Most (if not all) women can relate to not feeling accepted or “good enough.” It’s ingrained in us – this idea that we have to be someone other than ourselves. And why wouldn’t we feel this way? From our youngest years, a certain standard for womanhood is projected onto us. A series of tactics that make us question our self-worth while comparing ourselves to others. At the same time, women are made to believe that motherhood will be the single thing in life that will fulfill them, one of the greatest joys in their life. And, of course, ‘good mothers’ effortlessly bond with their new baby and adapt to their role with ease.
So, here are women: being told and shown that they’re not good enough, while also being told and shown that motherhood will fix everything.

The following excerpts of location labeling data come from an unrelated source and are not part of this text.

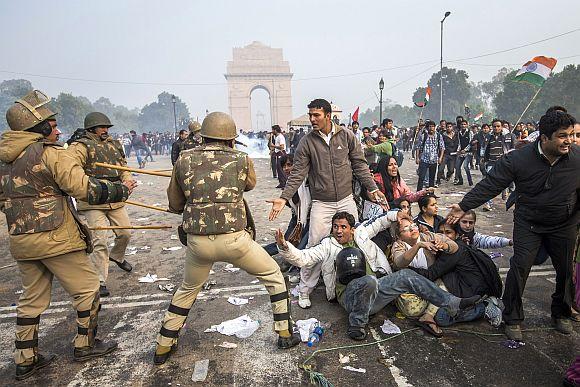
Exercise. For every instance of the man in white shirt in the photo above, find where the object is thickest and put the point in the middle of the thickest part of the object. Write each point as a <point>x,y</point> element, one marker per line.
<point>279,149</point>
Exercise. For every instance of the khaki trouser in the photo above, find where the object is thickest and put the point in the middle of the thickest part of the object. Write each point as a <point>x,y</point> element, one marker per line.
<point>239,249</point>
<point>101,255</point>
<point>321,214</point>
<point>78,277</point>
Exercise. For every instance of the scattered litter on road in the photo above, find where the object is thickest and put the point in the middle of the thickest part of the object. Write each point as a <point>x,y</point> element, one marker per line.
<point>242,327</point>
<point>151,278</point>
<point>238,301</point>
<point>513,344</point>
<point>167,287</point>
<point>389,328</point>
<point>200,370</point>
<point>208,285</point>
<point>359,370</point>
<point>173,248</point>
<point>306,327</point>
<point>229,267</point>
<point>228,345</point>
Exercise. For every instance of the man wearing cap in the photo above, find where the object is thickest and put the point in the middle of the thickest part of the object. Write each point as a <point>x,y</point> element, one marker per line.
<point>96,146</point>
<point>46,236</point>
<point>207,186</point>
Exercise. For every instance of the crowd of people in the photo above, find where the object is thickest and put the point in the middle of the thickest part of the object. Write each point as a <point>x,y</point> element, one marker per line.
<point>352,221</point>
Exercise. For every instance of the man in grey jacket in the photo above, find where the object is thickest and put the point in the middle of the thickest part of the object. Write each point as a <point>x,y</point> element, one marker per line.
<point>329,156</point>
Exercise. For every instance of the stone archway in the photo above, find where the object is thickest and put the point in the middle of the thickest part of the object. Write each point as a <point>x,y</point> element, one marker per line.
<point>259,66</point>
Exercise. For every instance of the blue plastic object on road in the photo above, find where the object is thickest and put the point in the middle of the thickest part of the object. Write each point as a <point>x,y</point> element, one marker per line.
<point>315,336</point>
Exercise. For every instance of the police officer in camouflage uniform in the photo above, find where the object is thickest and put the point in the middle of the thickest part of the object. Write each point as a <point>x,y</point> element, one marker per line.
<point>207,186</point>
<point>97,146</point>
<point>194,139</point>
<point>45,234</point>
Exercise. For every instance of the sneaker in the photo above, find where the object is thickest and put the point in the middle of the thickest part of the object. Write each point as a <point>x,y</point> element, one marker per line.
<point>493,311</point>
<point>562,325</point>
<point>289,342</point>
<point>41,361</point>
<point>514,332</point>
<point>100,348</point>
<point>304,301</point>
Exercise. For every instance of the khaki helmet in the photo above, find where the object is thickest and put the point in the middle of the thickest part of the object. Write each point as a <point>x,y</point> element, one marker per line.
<point>219,126</point>
<point>194,126</point>
<point>97,119</point>
<point>29,111</point>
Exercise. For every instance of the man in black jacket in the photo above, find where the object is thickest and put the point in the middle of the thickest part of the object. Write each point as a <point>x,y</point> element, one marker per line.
<point>547,212</point>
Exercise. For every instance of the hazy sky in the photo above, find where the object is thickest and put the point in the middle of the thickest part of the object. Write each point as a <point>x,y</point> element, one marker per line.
<point>190,42</point>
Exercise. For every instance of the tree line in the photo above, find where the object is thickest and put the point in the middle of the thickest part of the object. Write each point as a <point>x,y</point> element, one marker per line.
<point>499,97</point>
<point>155,116</point>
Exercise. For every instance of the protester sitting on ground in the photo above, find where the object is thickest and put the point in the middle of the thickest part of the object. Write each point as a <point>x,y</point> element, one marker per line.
<point>297,231</point>
<point>428,219</point>
<point>388,171</point>
<point>467,234</point>
<point>415,249</point>
<point>351,263</point>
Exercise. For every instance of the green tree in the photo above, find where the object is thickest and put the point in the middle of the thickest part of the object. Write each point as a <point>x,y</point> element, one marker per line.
<point>158,116</point>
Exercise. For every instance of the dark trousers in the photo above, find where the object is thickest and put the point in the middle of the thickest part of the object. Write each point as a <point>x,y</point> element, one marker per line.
<point>560,247</point>
<point>422,172</point>
<point>449,163</point>
<point>463,160</point>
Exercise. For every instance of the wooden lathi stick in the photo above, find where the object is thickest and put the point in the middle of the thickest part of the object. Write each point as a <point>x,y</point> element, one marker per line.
<point>143,171</point>
<point>146,206</point>
<point>129,227</point>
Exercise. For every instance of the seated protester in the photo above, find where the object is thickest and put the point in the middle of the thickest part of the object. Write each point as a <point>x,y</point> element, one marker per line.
<point>427,219</point>
<point>297,231</point>
<point>351,263</point>
<point>464,274</point>
<point>390,183</point>
<point>467,234</point>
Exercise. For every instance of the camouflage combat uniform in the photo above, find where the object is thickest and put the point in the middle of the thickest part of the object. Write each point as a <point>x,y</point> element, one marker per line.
<point>88,150</point>
<point>207,185</point>
<point>46,237</point>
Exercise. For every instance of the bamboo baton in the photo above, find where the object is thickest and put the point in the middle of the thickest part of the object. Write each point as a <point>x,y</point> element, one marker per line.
<point>143,171</point>
<point>129,227</point>
<point>146,206</point>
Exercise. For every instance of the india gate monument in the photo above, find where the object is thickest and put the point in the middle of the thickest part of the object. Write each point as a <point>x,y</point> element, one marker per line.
<point>257,66</point>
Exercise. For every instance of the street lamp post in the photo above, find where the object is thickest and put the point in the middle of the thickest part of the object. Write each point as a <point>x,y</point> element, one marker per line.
<point>174,100</point>
<point>441,69</point>
<point>381,87</point>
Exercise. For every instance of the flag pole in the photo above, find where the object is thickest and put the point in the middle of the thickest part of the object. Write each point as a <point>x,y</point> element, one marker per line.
<point>529,104</point>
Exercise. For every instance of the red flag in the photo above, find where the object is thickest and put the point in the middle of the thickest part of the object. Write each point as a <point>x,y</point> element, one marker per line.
<point>355,114</point>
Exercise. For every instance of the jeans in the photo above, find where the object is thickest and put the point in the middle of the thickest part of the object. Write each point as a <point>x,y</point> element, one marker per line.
<point>422,172</point>
<point>465,160</point>
<point>368,295</point>
<point>444,319</point>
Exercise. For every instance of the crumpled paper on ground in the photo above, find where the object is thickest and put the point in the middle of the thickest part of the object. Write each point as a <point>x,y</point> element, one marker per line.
<point>306,327</point>
<point>389,328</point>
<point>242,327</point>
<point>151,278</point>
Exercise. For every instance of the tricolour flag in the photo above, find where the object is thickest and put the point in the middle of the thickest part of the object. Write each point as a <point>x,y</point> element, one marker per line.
<point>536,71</point>
<point>355,114</point>
<point>425,100</point>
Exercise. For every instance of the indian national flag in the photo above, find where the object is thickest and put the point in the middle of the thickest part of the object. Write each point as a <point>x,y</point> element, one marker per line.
<point>536,71</point>
<point>426,100</point>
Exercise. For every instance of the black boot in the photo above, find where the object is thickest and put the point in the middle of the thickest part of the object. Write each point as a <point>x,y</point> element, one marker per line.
<point>123,265</point>
<point>25,371</point>
<point>159,359</point>
<point>100,348</point>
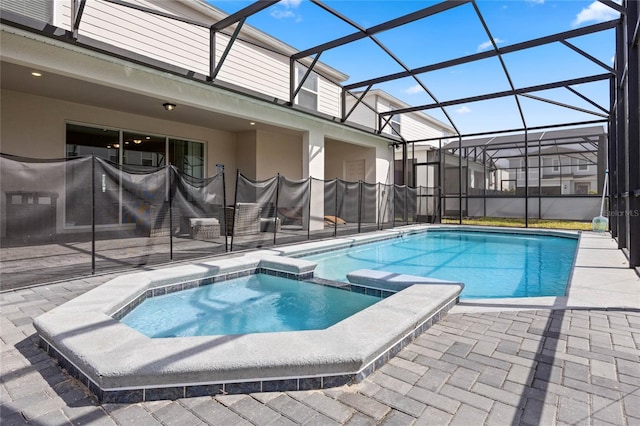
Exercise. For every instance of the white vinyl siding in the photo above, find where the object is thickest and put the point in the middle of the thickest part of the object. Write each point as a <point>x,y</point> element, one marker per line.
<point>41,10</point>
<point>329,97</point>
<point>254,68</point>
<point>362,115</point>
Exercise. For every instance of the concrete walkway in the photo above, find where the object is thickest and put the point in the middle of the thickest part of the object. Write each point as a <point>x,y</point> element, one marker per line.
<point>571,360</point>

My theory – this is exactly why mothers feel lost.
When I was 13, I changed my sense of style and personality in an attempt to fit in. At 18, I held my breath and handed over my virginity when someone expected it from me. At 21, I chose a career that promised success and respect rather than passion and aspiration. For nearly twenty-two years, I placed pieces of myself aside to make room for someone else. I filled myself with other people’s expectations – all while working towards the ultimate achievement as a woman: motherhood.
Then I got there. I became a mom – riddled with holes like a piece of Swiss cheese. And with all of its expectations and demands, motherhood hit me like a truck. I was thrust into this role believing my instinct would kick in – that the sense of fulfillment would come. But instead, being a mom threw me into an earth-shattering identity crisis.
I had no idea who I was. Motherhood felt like a prison. Because while I grew up believing motherhood would fulfill me, it became the root cause of my blame for the way I looked, for my career falling apart, for my marriage getting rocky, and for not being able to look in the mirror and recognize who I was.
When I realized motherhood didn’t make me feel instantly fulfilled – as the world promised me – I began to think I was broken. The pieces of other people I had filled myself with, fell away – exposing holes that desperately needed to be filled with the pieces of who I truly was.
Losing yourself doesn’t happen overnight. It’s a long, drawn-out process. And that's kind of the crappiest part about this whole thing. Many of us don’t realize how discombobulated we really are until we have kids of our own. Then “self-care” is shoved down our throats like it’s some sort of magic solution to healing. It’s not. It takes way more than a yoga class every now and then. Though, I will say – I recently got my first Brazilian, and I’ve never felt more confident in my life. My vagina looks like a chicken breast, but some weird psychological magic is happening there.
Being a mother is something I’ve dreamed of since I was a little girl, and never in my mind or my heart did I anticipate motherhood would be the thing that resurfaces all of my trauma, insecurities, and failures. But when I think about it, it makes complete sense that motherhood is when most women feel lost. We’re faced with this overwhelming love and responsibility to raise a child when there’s a child inside all of us that never had the opportunity to grow up.
But here’s the great thing about motherhood, though, kids bring perspective. They see things through rose-coloured glasses and shine brightly in this world like a light. Society hasn’t touched them yet – it hasn’t dulled their sparkle. And just like a candle in a Jack-o-Lantern, my children’s light beamed through my holes, all the pieces of myself that I had given away, and showed me where I needed to piece myself back together.